Skeletal glyphs and scriptures screamed from the wall. They were round and wide to angular and slender, clustered closely together in conversation. Each successor had contributed meaning with every stroke, envisioning a collective identity of humanity. Vincent’s eyes passed over the wall of documents, processing change. It was as if people were coming to terms with themselves all over again, and the situation in which they found themselves. There was an element of longing trapped in the harmony of letters. And yet also, the angsty recognition of the unduly lamentable forces in their world. The emotions were visceral and raw. They demanded to be heard. They proclaimed their names to the city in uproar. What beauty surrounded them? What was it they loved? Such liveliness gave character to the grey.

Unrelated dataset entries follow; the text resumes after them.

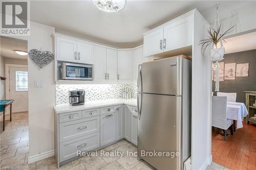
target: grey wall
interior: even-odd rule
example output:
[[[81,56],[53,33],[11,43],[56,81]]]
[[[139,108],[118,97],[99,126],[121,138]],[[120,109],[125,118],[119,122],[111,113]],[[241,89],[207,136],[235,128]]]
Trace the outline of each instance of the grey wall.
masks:
[[[244,91],[256,91],[256,50],[225,55],[224,64],[249,63],[249,77],[236,77],[236,80],[220,82],[220,92],[237,92],[237,102],[245,103]],[[212,90],[215,82],[212,81]],[[216,94],[214,92],[214,95]]]

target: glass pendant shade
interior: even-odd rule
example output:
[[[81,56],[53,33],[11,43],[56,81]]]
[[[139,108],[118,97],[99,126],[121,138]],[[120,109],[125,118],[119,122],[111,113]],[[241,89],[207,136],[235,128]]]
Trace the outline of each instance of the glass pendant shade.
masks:
[[[126,4],[126,0],[91,0],[93,5],[100,11],[114,12],[121,11]]]

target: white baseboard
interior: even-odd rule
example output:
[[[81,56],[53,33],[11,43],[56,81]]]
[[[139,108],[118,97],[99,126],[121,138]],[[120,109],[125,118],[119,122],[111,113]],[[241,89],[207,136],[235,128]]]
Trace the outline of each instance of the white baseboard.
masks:
[[[31,163],[54,156],[54,150],[47,151],[40,154],[29,156],[28,163]]]
[[[212,155],[210,155],[210,157],[208,158],[208,165],[210,165],[212,162]]]

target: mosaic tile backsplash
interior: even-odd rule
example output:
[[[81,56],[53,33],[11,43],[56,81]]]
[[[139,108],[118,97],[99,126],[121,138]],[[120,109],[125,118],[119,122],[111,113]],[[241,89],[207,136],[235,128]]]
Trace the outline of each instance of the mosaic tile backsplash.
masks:
[[[137,98],[137,86],[135,84],[57,84],[56,85],[56,105],[69,103],[69,90],[84,89],[85,101],[121,98],[123,89],[128,87],[132,98]]]

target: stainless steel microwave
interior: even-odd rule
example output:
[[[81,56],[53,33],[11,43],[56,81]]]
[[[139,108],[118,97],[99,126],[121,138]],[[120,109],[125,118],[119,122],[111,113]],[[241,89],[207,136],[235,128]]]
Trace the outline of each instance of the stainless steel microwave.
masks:
[[[93,65],[62,63],[62,80],[93,80]]]

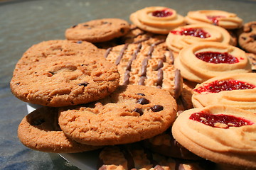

But the people? There were none. From his view, Vincent could tell there was no one. Not a soul remained. He could not hear their hearts murmuring from their boxy rooms and cars. Instead, the buzzing that he had assumed was the steady symphony of modern life belonged to the bees. Millions upon millions upon millions of bees spasmed through the air like fluorescent lights. They flew disorganised in all directions. Vincent swayed over their chaotic haze. He laughed. Laughed and laughed. An ecstatic lunatic kind of laugh. He looked at Plashuk. Also infected with laughter. Finally as one, united by laughter in the buzzing madness of the early afternoon.